Here in the northwest we are having a small town music festival/competition for high school students. The event is sponsored by the city and local public schools. I know a wonderful young girl who is very sociable, and pleasant and balanced, she is well read and well educated. Her genius is in playing the piano. She will be a senior in high school this year and being considered for scholarships at major conservatories. Both she and her sister have been home schooled by a very intelligent, thoughtful and caring Christian mother and father. She has been denied entry into the music competition because she is homeschooled. Think about that folks.

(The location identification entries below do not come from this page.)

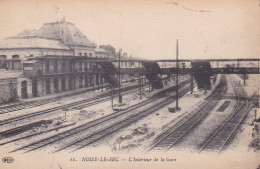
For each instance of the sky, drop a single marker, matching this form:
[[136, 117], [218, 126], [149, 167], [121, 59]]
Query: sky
[[149, 28]]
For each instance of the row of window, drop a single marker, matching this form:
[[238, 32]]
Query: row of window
[[72, 66], [13, 57]]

Posted by: faculty wife | Apr 27, 2015 1:35:39 PM

It's every Christian's duty to show his faith in God rather than denying Him. The Bible's full of that. Peter's denying he knew Jesus three times before the cock crowed. Silence is equivalent to denial today, since everyone in law prof crowds will assume you're non-religious. Matthew 10:38: "But whoever denies Me before men, I will also deny him before My Father who is in heaven." Mark 8:37-38: " For what will a man give in exchange for his soul? For whoever is ashamed of Me and My words in this adulterous and sinful generation, the Son of Man will also be ashamed of him when He comes in the glory of His Father with the holy angels." 2 Timothy 1:7-8 "For God has not given us a spirit of timidity, but of power and love and discipline. So do not be ashamed of the testimony about our Lord or of me his prisoner. Rather, join with me in suffering for the gospel, by the power of God." Acts 4:18-20 "And they called them, and commanded them not to speak at all nor teach in the name of Jesus. But Peter and John answered and said unto them, Whether it be right in the sight of God to hearken unto you more than unto God, judge ye. For we cannot but speak the things which we have seen and heard."

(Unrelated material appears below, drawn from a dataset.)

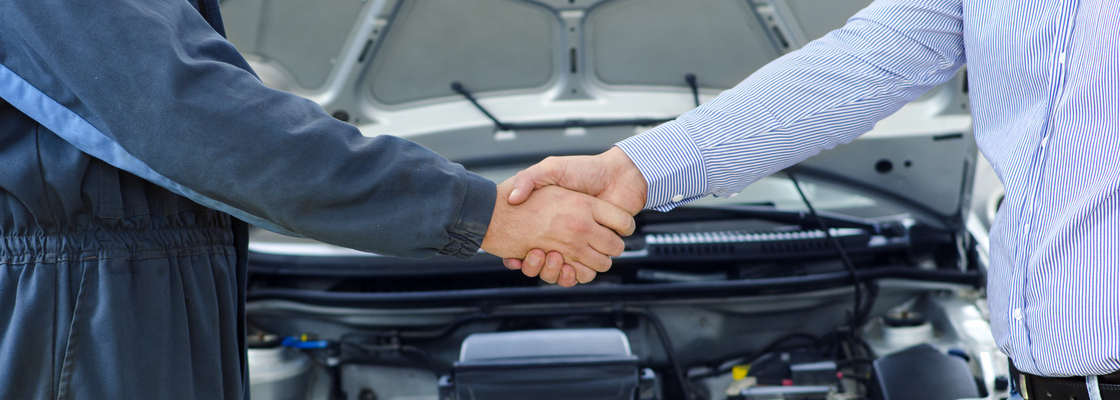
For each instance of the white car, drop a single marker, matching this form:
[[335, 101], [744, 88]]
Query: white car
[[750, 297]]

The easiest thing to do, which is about all I do myself, is just to not conceal one's Christianity. If you're meeting someone and you'd ordinarily tell him what you were just doing, don't be silent if you've just come from a prayer meeting or a bible study. If someone asks what you're doing this weekend and you're going on a church retreat, tell them. That's the door to quiet evangelism, where the other person knows he can ask you about God, and where you can impress (we hope--- hard to bear, though, for we sinners) by example.

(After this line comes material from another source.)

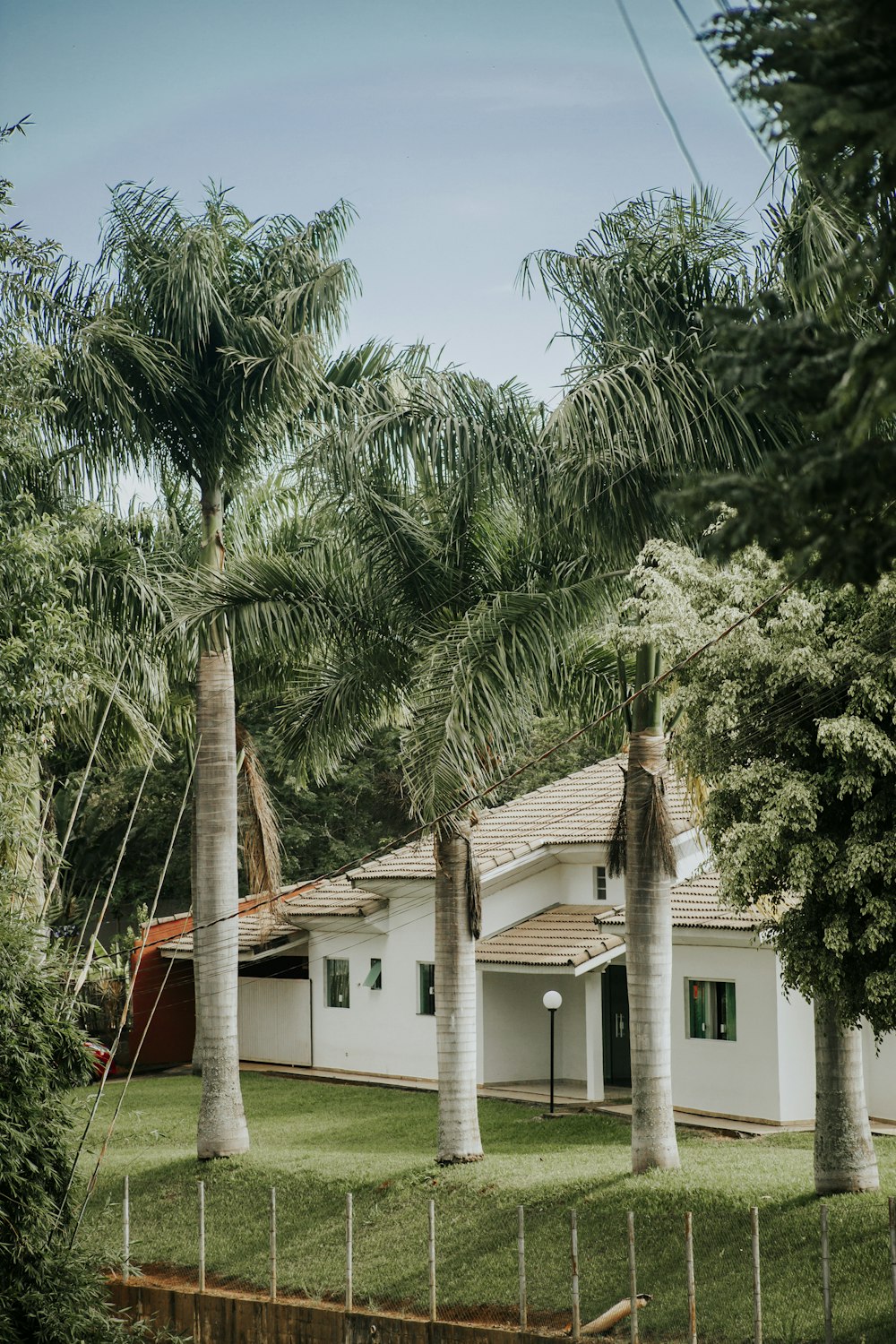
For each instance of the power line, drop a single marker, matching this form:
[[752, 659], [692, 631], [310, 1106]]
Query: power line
[[657, 93], [729, 93]]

If you're braver, you can take inspiration from John Knox, the father of Presbyterianism, who said,

"But because I remember that account of the talents received must be made to him ­-- who neither respects the multitude, neither yet approves the wisdom, policy, peace, nor antiquity, concluding or determining anything against his eternal will, revealed to us in his most blessed word ­--I am compelled to cover my eyes, and shut up my ears, that I neither see the multitude that shall withstand me in this matter, neither that I shall hear the opprobrium, nor consider the dangers which I may incur for uttering the same.

I shall be called foolish, curious, despiteful, and a sower of sedition; and one day, perchance (although now am nameless) I may be attainted of treason.

But seeing that it is impossible, but that either I shall offend God, daily calling to my conscience that I ought to manifest the known verity; or else that I shall displease the world for doing the same; I have determined to obey God, notwithstanding that the world shall rage thereat."